The 27 nakṣatra-devatā mantras come primarily from the Taittirīya Brāhmaṇa 3.1.1 through 3.1.5 (the Nakṣatra-Sūkta), with additional verses from the Ṛg-Veda, Atharva-Veda, and standard pratiṣṭhā-texts. Each mantra invokes the devatā traditionally associated with that nakṣatra: the Aśvin twins for Aśvinī, Yama for Bharaṇī, Agni for Kṛttikā, Brahmā/Prajāpati for Rohiṇī, and so on through the 27.
Practical use: when the Moon transits a specific nakṣatra (which happens roughly every 24 hours), the tradition considers that nakṣatra's mantra particularly resonant for that day. /daily surfaces the mantra-of-the-day automatically based on the current Moon-position. /mantra gives you the full 27-mantra collection.
Classical recitation-counts use Vimśottarī-derived multiples: 9, 27, 54, 108, 216, 432, 1008. The pre-recitation invocation traditionally identifies the ṛṣi (seer who first received the mantra), chandas (meter), devatā (presiding deity), bīja (seed-syllable), śakti (energizing principle), and viniyoga (intended application).

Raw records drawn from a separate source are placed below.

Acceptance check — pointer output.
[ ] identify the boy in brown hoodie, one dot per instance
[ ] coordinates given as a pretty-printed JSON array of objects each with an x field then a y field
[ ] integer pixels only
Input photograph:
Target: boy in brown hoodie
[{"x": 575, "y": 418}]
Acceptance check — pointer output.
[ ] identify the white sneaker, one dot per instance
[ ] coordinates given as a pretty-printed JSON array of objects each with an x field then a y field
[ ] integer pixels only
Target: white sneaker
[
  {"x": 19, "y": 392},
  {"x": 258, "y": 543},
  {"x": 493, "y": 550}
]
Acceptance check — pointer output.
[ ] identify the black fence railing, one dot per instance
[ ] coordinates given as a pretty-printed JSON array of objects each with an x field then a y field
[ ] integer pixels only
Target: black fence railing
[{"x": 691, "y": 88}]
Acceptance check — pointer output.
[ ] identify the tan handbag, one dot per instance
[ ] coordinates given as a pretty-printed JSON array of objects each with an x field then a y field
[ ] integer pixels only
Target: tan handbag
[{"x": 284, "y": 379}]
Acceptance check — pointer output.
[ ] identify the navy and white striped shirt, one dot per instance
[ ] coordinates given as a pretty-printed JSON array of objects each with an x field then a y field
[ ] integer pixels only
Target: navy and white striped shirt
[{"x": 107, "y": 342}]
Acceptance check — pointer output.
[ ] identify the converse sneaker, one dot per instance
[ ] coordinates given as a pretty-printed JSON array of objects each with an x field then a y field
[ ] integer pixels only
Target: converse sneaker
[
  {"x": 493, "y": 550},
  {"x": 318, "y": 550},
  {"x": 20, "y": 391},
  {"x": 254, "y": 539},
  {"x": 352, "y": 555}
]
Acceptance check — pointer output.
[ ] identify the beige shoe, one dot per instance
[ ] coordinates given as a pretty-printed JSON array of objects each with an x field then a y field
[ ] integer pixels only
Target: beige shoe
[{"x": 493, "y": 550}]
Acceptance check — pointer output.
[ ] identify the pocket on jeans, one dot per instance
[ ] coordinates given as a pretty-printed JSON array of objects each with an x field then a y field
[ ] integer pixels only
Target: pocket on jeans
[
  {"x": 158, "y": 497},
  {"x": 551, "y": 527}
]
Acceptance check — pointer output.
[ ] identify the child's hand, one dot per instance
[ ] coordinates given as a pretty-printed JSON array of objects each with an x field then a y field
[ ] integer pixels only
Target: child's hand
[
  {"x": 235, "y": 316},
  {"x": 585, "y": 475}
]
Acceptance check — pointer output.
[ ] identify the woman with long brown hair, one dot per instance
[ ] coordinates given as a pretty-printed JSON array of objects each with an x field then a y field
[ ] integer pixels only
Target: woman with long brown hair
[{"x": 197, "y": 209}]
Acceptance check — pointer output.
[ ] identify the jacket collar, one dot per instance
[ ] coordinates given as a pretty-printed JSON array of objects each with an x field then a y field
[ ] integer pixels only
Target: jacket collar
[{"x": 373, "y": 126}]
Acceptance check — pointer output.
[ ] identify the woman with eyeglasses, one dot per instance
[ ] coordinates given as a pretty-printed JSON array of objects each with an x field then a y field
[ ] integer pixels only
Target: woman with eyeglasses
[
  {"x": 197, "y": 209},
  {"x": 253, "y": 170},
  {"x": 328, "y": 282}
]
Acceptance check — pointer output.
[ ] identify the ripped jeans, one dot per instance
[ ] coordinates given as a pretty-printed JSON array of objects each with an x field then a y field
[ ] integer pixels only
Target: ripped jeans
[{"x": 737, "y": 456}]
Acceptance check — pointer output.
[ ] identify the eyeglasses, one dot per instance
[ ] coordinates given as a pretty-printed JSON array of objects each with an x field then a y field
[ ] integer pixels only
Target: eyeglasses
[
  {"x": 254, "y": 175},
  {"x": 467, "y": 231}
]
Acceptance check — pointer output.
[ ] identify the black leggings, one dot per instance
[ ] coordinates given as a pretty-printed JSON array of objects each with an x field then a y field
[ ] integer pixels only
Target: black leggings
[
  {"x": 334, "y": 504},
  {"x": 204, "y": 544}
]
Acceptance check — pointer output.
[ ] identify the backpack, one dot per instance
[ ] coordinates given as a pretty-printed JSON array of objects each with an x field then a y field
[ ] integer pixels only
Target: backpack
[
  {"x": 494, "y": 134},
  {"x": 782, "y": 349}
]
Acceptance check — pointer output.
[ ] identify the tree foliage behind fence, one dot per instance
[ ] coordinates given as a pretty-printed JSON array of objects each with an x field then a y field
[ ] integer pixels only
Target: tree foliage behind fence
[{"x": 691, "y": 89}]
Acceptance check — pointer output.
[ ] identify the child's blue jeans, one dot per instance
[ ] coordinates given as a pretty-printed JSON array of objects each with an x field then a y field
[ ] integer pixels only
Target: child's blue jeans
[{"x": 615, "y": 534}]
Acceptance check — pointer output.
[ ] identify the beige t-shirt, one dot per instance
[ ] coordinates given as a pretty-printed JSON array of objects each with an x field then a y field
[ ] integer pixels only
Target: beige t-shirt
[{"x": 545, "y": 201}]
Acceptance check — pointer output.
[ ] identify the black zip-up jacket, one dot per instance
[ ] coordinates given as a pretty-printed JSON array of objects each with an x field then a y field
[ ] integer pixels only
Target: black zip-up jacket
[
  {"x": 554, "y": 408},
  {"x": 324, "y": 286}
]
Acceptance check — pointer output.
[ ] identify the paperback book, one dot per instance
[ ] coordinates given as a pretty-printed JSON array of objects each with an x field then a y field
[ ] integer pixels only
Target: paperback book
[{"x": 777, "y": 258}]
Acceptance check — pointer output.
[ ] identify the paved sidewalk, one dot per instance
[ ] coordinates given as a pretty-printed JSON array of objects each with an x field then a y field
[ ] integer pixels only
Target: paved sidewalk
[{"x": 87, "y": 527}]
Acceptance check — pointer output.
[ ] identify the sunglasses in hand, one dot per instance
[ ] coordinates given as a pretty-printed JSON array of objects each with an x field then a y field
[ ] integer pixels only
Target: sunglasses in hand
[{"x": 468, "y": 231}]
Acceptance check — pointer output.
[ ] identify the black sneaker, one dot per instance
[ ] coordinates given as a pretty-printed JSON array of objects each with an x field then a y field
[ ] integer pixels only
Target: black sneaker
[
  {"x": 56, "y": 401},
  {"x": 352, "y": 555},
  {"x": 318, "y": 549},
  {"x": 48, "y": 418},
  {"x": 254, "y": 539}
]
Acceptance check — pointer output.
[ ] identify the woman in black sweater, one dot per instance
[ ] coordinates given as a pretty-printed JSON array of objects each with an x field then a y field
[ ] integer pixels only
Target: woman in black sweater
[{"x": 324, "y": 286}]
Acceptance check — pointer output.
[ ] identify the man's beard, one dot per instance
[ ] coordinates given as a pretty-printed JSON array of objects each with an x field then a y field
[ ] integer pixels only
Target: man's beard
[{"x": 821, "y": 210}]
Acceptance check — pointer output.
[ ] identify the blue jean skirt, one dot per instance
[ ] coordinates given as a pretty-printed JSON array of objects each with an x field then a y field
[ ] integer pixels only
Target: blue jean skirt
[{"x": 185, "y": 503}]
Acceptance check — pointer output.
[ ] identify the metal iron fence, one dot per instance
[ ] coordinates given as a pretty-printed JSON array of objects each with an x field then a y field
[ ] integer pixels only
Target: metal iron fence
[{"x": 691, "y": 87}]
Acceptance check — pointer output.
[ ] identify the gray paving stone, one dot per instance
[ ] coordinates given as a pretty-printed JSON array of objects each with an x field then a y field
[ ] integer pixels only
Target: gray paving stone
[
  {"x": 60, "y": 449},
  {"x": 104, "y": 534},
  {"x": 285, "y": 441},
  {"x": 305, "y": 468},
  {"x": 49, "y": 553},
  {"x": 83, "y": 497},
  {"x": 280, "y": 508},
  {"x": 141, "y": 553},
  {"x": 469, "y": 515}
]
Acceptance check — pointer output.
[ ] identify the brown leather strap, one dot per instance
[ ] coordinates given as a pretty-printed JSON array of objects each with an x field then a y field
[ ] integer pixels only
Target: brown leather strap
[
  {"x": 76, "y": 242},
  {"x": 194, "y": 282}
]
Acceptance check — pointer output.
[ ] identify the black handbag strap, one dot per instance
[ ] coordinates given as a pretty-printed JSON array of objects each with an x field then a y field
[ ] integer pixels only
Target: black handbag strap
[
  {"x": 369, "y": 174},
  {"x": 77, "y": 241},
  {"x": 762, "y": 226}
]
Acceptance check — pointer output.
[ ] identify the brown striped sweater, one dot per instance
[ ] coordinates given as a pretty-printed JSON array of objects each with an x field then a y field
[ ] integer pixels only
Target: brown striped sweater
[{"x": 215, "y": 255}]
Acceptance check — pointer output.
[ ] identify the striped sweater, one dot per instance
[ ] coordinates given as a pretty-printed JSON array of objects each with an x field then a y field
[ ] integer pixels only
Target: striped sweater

Ethical framing — we present these mantras for what they are: classical-text fragments from the Vedic-Brāhmaṇa corpus with their original devatā-assignments. The practice of mantra-recitation is an attention-discipline. We make NO predictive claim that chanting will produce specific outcomes; we point to what the classical tradition preserves.